It becomes fairly obvious early on that Steven’s death is political in nature, which sort of becomes the “B plot” of A Student. It is only a good 100 pages into this 260 page novel that the mysterious and probably insane Victor turns up to inform Claire that he knows who killed her brother, which launches A Student from family drama status into thriller territory. Victor urges Claire to start a pseudo-romantic correspondence with the supposed murderer, which soon becomes a not-so-pseudo romance when Claire begins to fall for the man on the other side of the letters. As she and Victor continue their research into the circumstances of Steven’s death, Claire realizes that she may be on the side of the wrong man. The political intrigue, often relegated to the background in favor of relationship dynamics, could not possibly have stood on its own and I assumed it was mostly there to provide an action-packed climax, but I was proven wrong.

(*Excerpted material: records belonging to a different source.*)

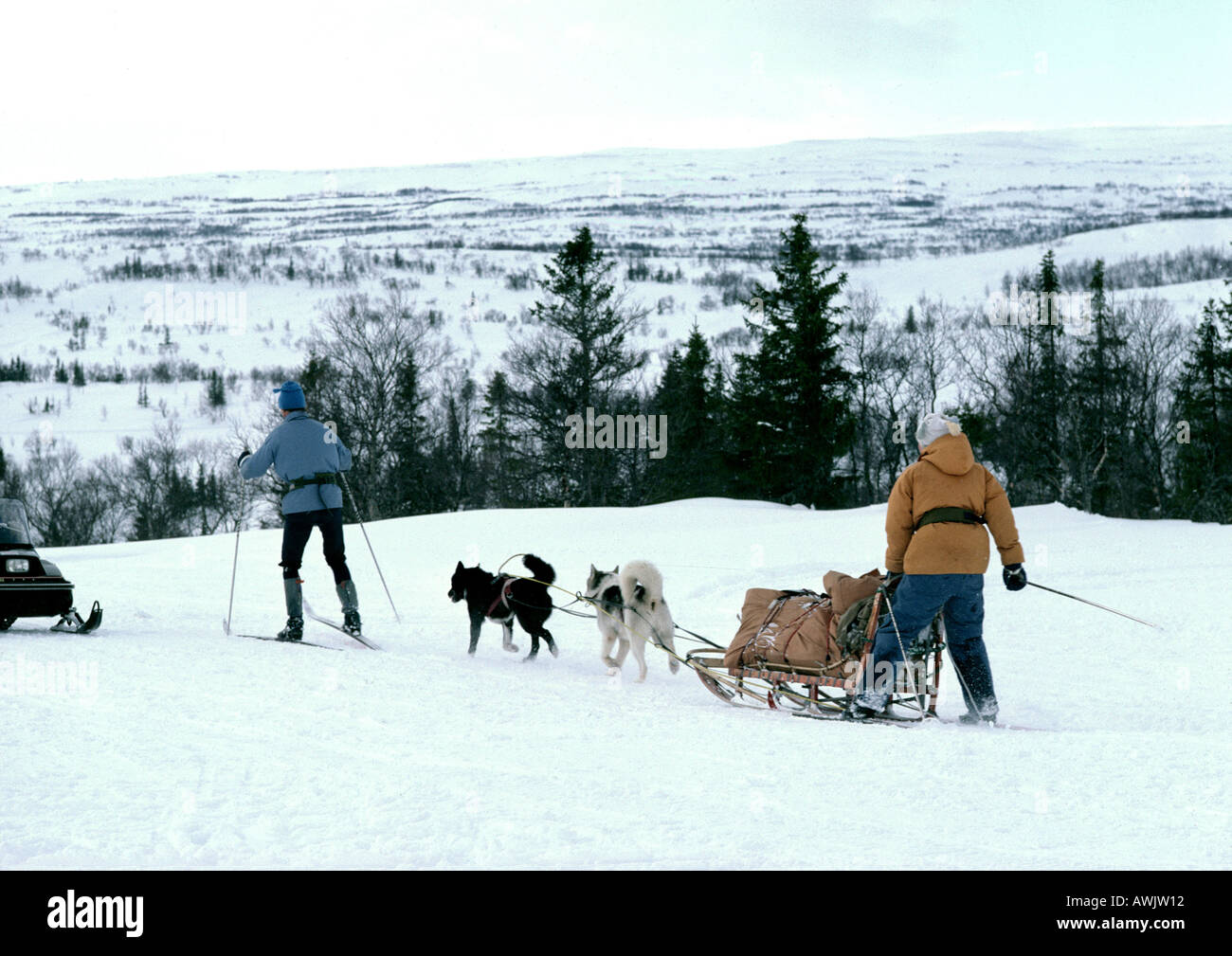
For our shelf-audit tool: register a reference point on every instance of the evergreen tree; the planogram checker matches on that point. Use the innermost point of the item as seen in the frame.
(788, 405)
(216, 392)
(1050, 389)
(1096, 408)
(498, 445)
(690, 397)
(578, 359)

There is no action heavy, thriller-style climax to A Student. There simply isn’t time. By the end of the novel, Shreve is managing a romance in addition to a mystery and a family drama. And all three are underdeveloped. The love story is half-baked and dull, the political intrigue remains shoved into the background, the family drama is left dangling. The end of A Student feels unfocused and rushed. Not suspenseful or quick-paced, but crowded. This novel could have ended nicely in several different ways, but Shreve settled for an awkward mash of all of them. Mixing genres is always a bit of a risk, and Shreve proved unable to take it gracefully.